Less Than a Week, Yet . . .

I never thought I would ever miss Provo, so I was rather surprised at how badly I miss it now. I realized why. I've never felt this welcome in a group, ever, and so leaving it, even for a couple of weeks, is really rather painful.

People:
  • Eric
  • Hailey
  • Tia
  • James
  • Griffin
  • Kelsey
  • Cody
  • Victoria
Events:
  • The campfire and Blues dancing (The Pagan Pit, we call it) at Eric's every Monday night.
  • West Coast Swing at South Town Swing every Tuesday.
  • Sammy's runs.
  • The occasional Denny's run.
  • Getting ready for Blues at Hailey's and Tia's house. 
  • Blues dancing at Blue Tango every Thursday night.
  • Random weekly outings with Eric.
  • Hugs.
  • Random phone calls and texts from Eric.
  • Girls nights with Tia and Hailey.
  • Late nights talking with roomies.
  • Dinners with Cody and Kelsey.
  • Teasing, and being teased by, Cody.
  • The short, but great talks with Griffin.
I'm going to make sure I spend all the time I can with these guys when I get back in town.

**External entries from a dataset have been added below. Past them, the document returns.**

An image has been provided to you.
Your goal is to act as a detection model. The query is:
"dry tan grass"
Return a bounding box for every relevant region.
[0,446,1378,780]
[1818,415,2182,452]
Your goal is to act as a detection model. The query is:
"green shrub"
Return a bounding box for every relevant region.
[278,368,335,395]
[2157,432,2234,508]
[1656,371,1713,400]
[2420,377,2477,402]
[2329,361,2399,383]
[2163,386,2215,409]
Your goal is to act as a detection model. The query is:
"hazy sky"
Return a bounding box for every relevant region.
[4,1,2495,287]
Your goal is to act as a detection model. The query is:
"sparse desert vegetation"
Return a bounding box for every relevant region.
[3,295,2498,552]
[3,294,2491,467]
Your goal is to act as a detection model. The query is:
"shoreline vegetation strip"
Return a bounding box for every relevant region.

And boy, am I going to appreciate every moment.

Tuesday, June 12, 2012

Wide Awake


Yeah, I know it's tacky, but I do like this song and the only decent version I could find was in the form of a lyric video. And I'm posting it anyway. Sometimes it happens. Eric and I danced to it the other week, and I thought it was a good song, albeit not a good song to west coast to. It's more of a night club two step type of song. I feel like it's been a long time since I posted anything like this on here, and it is weird for me that it is Katy Perry because I generally don't like her music all that much.

But this song was really what I was feeling last night and tonight, and so I felt it was something I needed to share to help get things off my chest. Yet another tacky, generally overused and overrated way of doing that, but still, since when have I been known not to do something simply because it is tacky? After being brutally reminded of exactly where my place in life is, I feel I'm allowed a little tacky.

Misreading signs sucks, and not having anyone to fall back on to help you through it isn't cool either. Still, picking myself up, moving onwards and upwards. There's only so far I can let myself fall. But I'll probably be up all night again tonight. Don't expect too much outgoing-happiness energy on my part for the next couple weeks or so.